(HealthDay News) — Use of a deep learning artificial intelligence (AI) system for digital breast tomosynthesis (DBT) images can improve cancer detection efficacy and reduce image reading time, according to a study published in the July issue of Radiology: Artificial Intelligence.
Emily F. Conant, M.D., from the Perelman School of Medicine at the University of Pennsylvania in Philadelphia, and colleagues developed a deep learning AI system to identify suspicious soft-tissue and calcified lesions in DBT images. They compared the performance of 24 radiologists (13 breast subspecialists) reading 260 DBT examinations (65 cancer cases) with and without AI. The readings occurred during two sessions at least four weeks apart.

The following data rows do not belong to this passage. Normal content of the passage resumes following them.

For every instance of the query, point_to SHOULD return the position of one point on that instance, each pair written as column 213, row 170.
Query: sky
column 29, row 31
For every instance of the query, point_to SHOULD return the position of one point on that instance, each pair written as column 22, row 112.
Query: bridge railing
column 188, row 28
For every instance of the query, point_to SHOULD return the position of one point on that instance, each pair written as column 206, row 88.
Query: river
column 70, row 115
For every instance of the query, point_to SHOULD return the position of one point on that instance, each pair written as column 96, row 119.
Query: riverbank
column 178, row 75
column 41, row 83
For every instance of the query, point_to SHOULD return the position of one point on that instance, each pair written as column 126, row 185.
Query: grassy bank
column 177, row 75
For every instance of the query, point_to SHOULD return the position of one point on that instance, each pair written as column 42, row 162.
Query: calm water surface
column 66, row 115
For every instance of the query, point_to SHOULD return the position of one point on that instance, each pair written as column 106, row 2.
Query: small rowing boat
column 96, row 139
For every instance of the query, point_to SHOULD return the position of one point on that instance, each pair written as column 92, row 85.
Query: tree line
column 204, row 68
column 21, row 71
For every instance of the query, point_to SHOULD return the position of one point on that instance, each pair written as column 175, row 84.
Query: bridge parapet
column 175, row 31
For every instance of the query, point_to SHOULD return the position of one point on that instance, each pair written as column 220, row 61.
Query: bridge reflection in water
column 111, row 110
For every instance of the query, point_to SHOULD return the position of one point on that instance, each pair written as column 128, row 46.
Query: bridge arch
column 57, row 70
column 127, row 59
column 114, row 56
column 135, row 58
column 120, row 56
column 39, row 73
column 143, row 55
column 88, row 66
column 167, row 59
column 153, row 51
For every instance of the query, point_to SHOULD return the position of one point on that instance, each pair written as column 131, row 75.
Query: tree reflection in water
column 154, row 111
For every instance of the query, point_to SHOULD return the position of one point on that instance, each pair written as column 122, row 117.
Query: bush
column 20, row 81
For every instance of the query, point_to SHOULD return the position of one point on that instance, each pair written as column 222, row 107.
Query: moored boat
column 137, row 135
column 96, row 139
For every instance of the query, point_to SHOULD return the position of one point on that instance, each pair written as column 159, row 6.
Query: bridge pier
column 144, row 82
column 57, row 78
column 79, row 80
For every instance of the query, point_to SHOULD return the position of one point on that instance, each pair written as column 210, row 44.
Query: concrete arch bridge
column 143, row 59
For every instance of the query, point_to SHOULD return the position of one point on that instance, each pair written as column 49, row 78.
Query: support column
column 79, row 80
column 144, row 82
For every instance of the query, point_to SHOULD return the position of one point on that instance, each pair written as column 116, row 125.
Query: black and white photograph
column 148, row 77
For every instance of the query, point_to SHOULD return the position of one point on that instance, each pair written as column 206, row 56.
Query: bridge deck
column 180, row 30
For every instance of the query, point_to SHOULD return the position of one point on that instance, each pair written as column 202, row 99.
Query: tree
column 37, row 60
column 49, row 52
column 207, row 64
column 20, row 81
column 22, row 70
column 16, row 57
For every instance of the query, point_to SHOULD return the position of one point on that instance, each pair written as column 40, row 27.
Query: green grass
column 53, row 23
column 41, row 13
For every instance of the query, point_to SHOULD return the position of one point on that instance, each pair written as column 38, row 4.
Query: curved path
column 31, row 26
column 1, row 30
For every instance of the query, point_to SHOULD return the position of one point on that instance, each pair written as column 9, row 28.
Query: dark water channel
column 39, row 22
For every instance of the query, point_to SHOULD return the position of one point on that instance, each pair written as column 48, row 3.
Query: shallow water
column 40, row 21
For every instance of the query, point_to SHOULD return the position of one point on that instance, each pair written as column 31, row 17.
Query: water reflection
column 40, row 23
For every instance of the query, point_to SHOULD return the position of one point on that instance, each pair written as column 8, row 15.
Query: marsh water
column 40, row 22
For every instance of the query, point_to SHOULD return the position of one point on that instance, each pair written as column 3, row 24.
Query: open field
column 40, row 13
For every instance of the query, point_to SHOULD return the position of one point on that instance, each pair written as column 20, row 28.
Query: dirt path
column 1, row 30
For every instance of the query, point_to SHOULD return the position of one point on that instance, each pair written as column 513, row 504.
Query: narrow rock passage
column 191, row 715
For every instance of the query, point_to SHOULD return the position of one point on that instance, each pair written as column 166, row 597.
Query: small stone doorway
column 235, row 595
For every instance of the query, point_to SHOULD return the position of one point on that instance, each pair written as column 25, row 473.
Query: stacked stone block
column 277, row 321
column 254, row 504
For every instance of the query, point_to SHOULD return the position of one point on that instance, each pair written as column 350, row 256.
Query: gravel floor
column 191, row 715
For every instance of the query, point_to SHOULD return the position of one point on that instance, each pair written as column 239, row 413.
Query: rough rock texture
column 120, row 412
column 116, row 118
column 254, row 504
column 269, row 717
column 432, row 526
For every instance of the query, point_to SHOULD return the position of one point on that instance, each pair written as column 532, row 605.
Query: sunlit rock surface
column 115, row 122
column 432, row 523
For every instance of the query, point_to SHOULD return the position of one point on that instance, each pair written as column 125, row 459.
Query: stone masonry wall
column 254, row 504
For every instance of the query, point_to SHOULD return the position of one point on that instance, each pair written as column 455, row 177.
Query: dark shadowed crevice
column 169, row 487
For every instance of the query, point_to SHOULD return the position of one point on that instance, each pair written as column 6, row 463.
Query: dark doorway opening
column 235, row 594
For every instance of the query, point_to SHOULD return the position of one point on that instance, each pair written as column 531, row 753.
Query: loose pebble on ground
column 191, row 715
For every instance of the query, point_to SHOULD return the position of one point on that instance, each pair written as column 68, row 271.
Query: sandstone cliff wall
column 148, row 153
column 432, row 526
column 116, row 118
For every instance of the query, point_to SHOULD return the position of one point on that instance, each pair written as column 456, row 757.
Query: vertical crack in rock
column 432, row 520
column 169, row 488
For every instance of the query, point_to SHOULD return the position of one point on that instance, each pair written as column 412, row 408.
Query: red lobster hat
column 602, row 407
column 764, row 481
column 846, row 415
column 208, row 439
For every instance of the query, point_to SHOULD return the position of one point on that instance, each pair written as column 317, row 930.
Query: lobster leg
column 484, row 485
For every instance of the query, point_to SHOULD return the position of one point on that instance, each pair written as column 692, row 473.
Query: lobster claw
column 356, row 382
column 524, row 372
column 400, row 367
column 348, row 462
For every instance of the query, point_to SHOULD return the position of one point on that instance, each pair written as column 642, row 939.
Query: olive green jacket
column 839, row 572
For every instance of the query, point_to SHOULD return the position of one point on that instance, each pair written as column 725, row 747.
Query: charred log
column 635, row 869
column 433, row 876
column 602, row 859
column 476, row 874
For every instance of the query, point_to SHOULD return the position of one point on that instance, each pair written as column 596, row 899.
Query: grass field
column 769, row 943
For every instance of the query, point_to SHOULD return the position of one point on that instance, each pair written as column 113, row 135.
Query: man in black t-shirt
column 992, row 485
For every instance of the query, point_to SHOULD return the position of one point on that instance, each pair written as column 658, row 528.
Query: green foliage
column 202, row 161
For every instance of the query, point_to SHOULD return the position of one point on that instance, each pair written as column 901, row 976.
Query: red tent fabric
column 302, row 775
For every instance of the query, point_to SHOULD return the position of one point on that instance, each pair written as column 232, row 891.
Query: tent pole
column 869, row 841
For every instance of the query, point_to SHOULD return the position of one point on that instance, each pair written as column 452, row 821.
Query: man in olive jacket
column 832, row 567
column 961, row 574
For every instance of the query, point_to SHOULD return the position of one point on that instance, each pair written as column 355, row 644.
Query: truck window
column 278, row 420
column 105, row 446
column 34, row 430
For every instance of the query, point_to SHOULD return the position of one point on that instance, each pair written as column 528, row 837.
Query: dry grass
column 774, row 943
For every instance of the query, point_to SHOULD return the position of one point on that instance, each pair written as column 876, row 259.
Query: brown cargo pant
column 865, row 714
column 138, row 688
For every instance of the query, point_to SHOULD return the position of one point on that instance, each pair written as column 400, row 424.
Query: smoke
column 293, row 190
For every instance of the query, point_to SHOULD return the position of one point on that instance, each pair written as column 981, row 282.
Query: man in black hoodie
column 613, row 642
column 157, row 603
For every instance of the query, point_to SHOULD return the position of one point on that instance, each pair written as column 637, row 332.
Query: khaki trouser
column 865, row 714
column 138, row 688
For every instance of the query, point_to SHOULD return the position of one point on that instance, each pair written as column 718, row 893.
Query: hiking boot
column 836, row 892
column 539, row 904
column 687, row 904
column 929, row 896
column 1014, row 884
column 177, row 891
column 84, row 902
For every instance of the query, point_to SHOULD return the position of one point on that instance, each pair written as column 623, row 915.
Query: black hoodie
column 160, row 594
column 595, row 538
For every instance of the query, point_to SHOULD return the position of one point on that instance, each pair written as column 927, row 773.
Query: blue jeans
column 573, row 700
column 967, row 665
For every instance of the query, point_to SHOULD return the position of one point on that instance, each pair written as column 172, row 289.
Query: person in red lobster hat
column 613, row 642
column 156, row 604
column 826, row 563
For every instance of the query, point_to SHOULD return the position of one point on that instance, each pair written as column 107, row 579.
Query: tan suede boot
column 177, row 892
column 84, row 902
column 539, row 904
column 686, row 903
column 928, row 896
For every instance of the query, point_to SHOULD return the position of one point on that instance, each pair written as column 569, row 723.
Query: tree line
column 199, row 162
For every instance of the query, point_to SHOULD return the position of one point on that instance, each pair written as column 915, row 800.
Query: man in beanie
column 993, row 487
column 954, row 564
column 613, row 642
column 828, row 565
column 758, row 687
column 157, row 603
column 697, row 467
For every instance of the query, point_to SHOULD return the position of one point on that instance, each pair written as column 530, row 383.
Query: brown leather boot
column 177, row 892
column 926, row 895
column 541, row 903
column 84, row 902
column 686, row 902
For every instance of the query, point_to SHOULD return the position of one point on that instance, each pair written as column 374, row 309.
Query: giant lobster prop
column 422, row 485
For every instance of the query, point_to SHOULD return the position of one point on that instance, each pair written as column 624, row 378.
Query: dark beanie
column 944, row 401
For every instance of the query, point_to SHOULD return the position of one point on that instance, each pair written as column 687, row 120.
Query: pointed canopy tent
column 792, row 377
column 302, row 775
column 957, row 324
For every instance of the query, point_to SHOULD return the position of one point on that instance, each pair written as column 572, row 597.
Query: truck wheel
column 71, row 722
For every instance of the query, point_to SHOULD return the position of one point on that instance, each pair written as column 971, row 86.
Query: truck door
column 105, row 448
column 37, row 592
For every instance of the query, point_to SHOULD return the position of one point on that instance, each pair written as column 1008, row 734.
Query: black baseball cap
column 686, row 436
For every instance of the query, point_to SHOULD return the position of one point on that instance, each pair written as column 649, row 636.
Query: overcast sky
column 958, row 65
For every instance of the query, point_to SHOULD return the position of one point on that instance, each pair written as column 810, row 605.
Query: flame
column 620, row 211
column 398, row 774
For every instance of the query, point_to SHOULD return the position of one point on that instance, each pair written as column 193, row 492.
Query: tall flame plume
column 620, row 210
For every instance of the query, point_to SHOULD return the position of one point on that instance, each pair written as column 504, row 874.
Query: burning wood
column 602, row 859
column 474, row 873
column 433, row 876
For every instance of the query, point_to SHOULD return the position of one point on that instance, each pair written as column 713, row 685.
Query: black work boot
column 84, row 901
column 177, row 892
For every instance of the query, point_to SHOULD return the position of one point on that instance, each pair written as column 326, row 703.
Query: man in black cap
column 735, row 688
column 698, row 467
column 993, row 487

The researchers found that based on measurement of the area under the receiver operating characteristic curve (AUC), there was a 0.057 increase in radiologist performance for the detection of malignant lesions with the use of AI, from 0.795 to 0.852. A 52.7 percent decrease was seen in reading time with AI, from 64.1 to 30.4 seconds. There was an increase noted in sensitivity (from 77.0 to 85.0 percent) and specificity (from 62.7 to 69.6 percent) with AI and a decrease in the recall rate for noncancers from 38.0 to 30.9 percent.
“As machine learning methods advance with exposure to larger and larger datasets and the adoption of AI expands, we expect the impact on patient outcomes at the individual level to only improve,” the authors write.
Several authors disclosed financial ties to iCAD and Hologic, which partially funded the study.